Issue metadata
Sign in to add a comment
|
28 or more web workers crashes a tab.
Reported by
apos...@atlassian.com,
Nov 9 2017
|
||||||||||||||||||||||||
Issue description
IMPORTANT: Your crash has already been automatically reported to our crash system. Please file this bug only if you can provide more information about it.

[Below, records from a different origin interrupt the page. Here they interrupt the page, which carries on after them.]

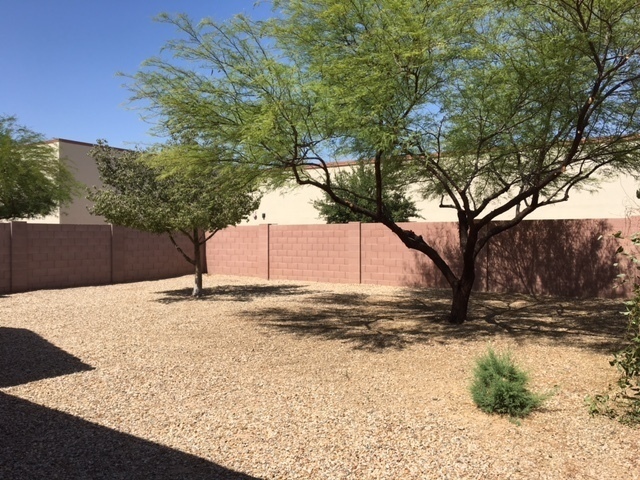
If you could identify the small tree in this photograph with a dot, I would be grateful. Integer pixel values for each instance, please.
(140, 194)
(33, 182)
(359, 187)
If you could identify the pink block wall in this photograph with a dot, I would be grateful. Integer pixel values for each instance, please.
(387, 261)
(5, 257)
(139, 256)
(321, 253)
(39, 256)
(239, 251)
(548, 257)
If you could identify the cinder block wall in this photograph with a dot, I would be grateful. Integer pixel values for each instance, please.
(242, 251)
(5, 258)
(37, 256)
(139, 256)
(323, 253)
(64, 256)
(542, 257)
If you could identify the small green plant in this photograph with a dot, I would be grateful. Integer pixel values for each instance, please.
(499, 386)
(624, 402)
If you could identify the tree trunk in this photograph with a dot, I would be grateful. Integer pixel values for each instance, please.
(197, 288)
(460, 303)
(462, 292)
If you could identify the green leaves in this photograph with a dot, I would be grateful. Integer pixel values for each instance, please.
(140, 193)
(33, 182)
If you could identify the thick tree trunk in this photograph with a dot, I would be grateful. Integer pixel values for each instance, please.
(460, 303)
(462, 287)
(197, 288)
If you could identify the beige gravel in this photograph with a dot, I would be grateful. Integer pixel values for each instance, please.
(285, 380)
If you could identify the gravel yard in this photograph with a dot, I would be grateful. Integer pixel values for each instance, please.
(293, 380)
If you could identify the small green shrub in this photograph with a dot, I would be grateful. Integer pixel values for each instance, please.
(499, 386)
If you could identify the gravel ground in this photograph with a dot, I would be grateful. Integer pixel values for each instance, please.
(286, 380)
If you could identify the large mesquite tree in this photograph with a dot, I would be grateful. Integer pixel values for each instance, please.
(496, 108)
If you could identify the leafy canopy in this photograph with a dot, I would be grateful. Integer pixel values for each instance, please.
(33, 182)
(142, 195)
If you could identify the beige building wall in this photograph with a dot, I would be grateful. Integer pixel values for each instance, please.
(76, 155)
(294, 205)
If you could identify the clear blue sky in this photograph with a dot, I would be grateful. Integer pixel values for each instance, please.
(59, 59)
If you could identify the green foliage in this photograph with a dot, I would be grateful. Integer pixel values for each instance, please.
(624, 402)
(359, 186)
(494, 109)
(499, 386)
(148, 191)
(33, 182)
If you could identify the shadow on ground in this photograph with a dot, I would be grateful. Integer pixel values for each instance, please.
(40, 443)
(26, 357)
(234, 293)
(374, 322)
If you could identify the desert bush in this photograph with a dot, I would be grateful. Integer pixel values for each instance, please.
(623, 400)
(499, 386)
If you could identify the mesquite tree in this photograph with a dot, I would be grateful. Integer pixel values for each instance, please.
(141, 193)
(496, 108)
(33, 181)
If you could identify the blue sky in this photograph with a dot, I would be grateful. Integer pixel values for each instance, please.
(59, 61)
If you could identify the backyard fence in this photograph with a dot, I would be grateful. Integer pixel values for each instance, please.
(573, 258)
(36, 256)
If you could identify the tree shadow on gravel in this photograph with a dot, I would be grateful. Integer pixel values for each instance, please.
(27, 357)
(378, 323)
(233, 293)
(40, 443)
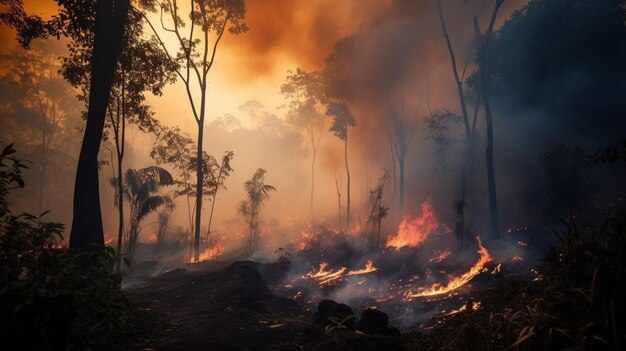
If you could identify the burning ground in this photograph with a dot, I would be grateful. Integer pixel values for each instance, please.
(420, 279)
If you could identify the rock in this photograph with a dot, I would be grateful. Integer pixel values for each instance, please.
(330, 308)
(373, 322)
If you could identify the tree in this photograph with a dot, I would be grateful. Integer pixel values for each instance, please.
(342, 119)
(216, 182)
(141, 189)
(483, 48)
(99, 25)
(142, 67)
(38, 107)
(257, 192)
(399, 135)
(173, 148)
(195, 58)
(304, 91)
(379, 211)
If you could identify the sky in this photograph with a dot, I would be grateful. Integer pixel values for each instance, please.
(402, 55)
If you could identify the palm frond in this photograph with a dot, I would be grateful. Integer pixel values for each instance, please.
(151, 204)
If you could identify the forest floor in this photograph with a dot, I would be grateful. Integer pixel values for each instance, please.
(230, 309)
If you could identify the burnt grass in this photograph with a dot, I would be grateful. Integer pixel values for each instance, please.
(574, 301)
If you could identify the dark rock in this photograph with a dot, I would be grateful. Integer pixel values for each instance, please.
(373, 322)
(330, 308)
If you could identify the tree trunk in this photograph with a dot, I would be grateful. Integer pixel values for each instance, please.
(401, 157)
(312, 180)
(87, 232)
(491, 177)
(120, 146)
(199, 181)
(347, 183)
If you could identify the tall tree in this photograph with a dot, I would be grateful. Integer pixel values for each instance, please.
(304, 90)
(195, 57)
(216, 182)
(400, 134)
(99, 25)
(483, 48)
(342, 119)
(142, 67)
(257, 192)
(141, 189)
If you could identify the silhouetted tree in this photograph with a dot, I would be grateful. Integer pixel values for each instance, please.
(379, 211)
(142, 67)
(99, 25)
(342, 120)
(304, 91)
(141, 189)
(257, 192)
(195, 58)
(216, 181)
(483, 48)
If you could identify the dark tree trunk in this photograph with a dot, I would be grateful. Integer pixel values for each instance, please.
(401, 158)
(87, 232)
(199, 181)
(491, 177)
(348, 184)
(312, 180)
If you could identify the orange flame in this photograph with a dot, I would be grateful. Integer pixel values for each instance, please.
(413, 232)
(440, 256)
(369, 268)
(328, 277)
(457, 282)
(209, 254)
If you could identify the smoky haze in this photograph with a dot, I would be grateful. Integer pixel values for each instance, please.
(388, 61)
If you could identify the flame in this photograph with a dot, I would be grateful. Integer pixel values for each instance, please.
(326, 277)
(209, 254)
(457, 282)
(413, 232)
(475, 305)
(440, 256)
(369, 268)
(329, 277)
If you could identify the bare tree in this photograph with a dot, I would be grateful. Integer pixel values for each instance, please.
(195, 57)
(379, 211)
(483, 47)
(257, 192)
(342, 120)
(304, 91)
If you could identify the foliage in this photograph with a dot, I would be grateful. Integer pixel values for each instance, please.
(141, 189)
(379, 211)
(53, 298)
(257, 192)
(575, 302)
(342, 119)
(437, 126)
(284, 254)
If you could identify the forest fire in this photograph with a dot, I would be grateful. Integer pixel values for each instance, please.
(413, 232)
(440, 256)
(209, 254)
(457, 282)
(328, 277)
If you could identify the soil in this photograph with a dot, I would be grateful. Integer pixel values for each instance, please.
(232, 309)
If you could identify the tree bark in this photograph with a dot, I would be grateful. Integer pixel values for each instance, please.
(347, 183)
(87, 232)
(491, 177)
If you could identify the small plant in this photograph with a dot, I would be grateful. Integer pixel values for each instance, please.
(284, 254)
(337, 324)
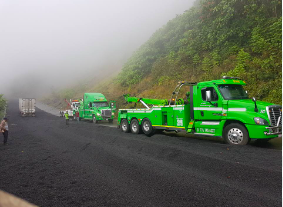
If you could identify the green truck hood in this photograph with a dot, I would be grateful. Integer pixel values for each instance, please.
(244, 110)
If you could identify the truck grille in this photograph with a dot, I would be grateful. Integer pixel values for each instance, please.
(274, 113)
(106, 113)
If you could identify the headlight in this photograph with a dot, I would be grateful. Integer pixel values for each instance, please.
(260, 121)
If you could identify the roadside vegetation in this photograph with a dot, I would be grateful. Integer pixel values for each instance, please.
(214, 38)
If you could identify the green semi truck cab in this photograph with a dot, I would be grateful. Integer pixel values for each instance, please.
(219, 108)
(95, 107)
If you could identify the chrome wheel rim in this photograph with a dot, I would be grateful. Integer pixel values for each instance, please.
(146, 126)
(235, 136)
(134, 127)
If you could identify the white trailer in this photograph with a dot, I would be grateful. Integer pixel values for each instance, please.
(27, 106)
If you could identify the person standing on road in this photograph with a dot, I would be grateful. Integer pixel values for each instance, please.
(78, 116)
(4, 129)
(67, 117)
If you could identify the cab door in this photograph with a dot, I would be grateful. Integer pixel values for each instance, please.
(208, 109)
(112, 105)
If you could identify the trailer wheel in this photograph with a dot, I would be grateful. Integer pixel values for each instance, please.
(135, 126)
(147, 127)
(94, 119)
(125, 127)
(236, 134)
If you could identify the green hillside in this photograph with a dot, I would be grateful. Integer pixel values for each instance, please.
(239, 38)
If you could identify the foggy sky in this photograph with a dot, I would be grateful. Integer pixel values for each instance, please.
(50, 43)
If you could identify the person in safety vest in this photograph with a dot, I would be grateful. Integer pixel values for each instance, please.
(67, 117)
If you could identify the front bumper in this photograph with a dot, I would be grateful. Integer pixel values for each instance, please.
(262, 132)
(273, 130)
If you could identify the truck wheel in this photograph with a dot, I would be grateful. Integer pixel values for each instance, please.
(135, 126)
(94, 120)
(125, 127)
(236, 134)
(147, 127)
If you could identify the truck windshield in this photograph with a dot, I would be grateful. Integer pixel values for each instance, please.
(100, 104)
(232, 92)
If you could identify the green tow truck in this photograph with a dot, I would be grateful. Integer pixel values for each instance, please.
(219, 108)
(95, 107)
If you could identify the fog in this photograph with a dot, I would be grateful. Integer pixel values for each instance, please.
(51, 43)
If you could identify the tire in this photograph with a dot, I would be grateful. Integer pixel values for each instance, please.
(147, 127)
(125, 127)
(236, 134)
(135, 126)
(94, 119)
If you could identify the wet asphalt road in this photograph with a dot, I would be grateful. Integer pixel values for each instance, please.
(83, 164)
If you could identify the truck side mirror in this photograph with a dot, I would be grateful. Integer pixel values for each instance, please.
(208, 96)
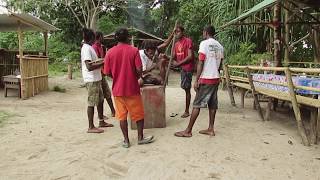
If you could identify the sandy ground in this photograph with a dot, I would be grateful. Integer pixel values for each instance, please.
(46, 139)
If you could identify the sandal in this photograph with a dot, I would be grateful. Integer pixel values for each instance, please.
(146, 140)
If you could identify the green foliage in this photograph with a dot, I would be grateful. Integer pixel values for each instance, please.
(109, 23)
(57, 88)
(246, 56)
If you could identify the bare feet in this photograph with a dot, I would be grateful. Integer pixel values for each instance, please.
(209, 132)
(95, 130)
(183, 134)
(104, 124)
(185, 115)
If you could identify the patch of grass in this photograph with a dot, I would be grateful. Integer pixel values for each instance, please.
(4, 116)
(62, 70)
(57, 88)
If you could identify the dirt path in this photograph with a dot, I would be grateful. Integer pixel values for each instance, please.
(46, 139)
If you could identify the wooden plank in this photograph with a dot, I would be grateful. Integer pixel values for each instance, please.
(20, 37)
(229, 87)
(313, 125)
(255, 95)
(296, 108)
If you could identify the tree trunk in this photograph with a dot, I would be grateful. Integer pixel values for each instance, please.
(315, 38)
(287, 36)
(277, 34)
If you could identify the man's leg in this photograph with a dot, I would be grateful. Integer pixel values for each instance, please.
(93, 96)
(124, 129)
(212, 106)
(140, 126)
(102, 123)
(188, 131)
(210, 130)
(188, 99)
(110, 103)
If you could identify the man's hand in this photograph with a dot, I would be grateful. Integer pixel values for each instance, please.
(196, 86)
(175, 64)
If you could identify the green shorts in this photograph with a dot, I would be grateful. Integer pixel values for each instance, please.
(206, 96)
(105, 88)
(95, 95)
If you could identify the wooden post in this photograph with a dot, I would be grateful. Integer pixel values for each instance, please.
(229, 87)
(287, 35)
(296, 108)
(313, 125)
(242, 92)
(20, 37)
(277, 33)
(268, 111)
(69, 71)
(132, 41)
(171, 58)
(255, 95)
(45, 35)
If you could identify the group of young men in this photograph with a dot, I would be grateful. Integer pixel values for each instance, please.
(130, 68)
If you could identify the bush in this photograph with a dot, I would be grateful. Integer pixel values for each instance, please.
(246, 56)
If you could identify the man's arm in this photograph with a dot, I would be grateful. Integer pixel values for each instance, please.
(92, 66)
(199, 71)
(187, 59)
(167, 41)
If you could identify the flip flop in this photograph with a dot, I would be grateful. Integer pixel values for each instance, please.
(184, 115)
(182, 134)
(95, 130)
(206, 132)
(105, 124)
(125, 144)
(173, 114)
(146, 140)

Chrome Version: 62.0.3202.89
Operating System: Linux 4.13.10-200.fc26.x86_64
URL (if applicable) where crash occurred: N/A
The crash is caused by creating 28 or more web workers
Can you reproduce this crash? yes
What steps will reproduce this crash? (If it's not reproducible, what were you doing just before the crash?)
1. The following JS replicates the issue.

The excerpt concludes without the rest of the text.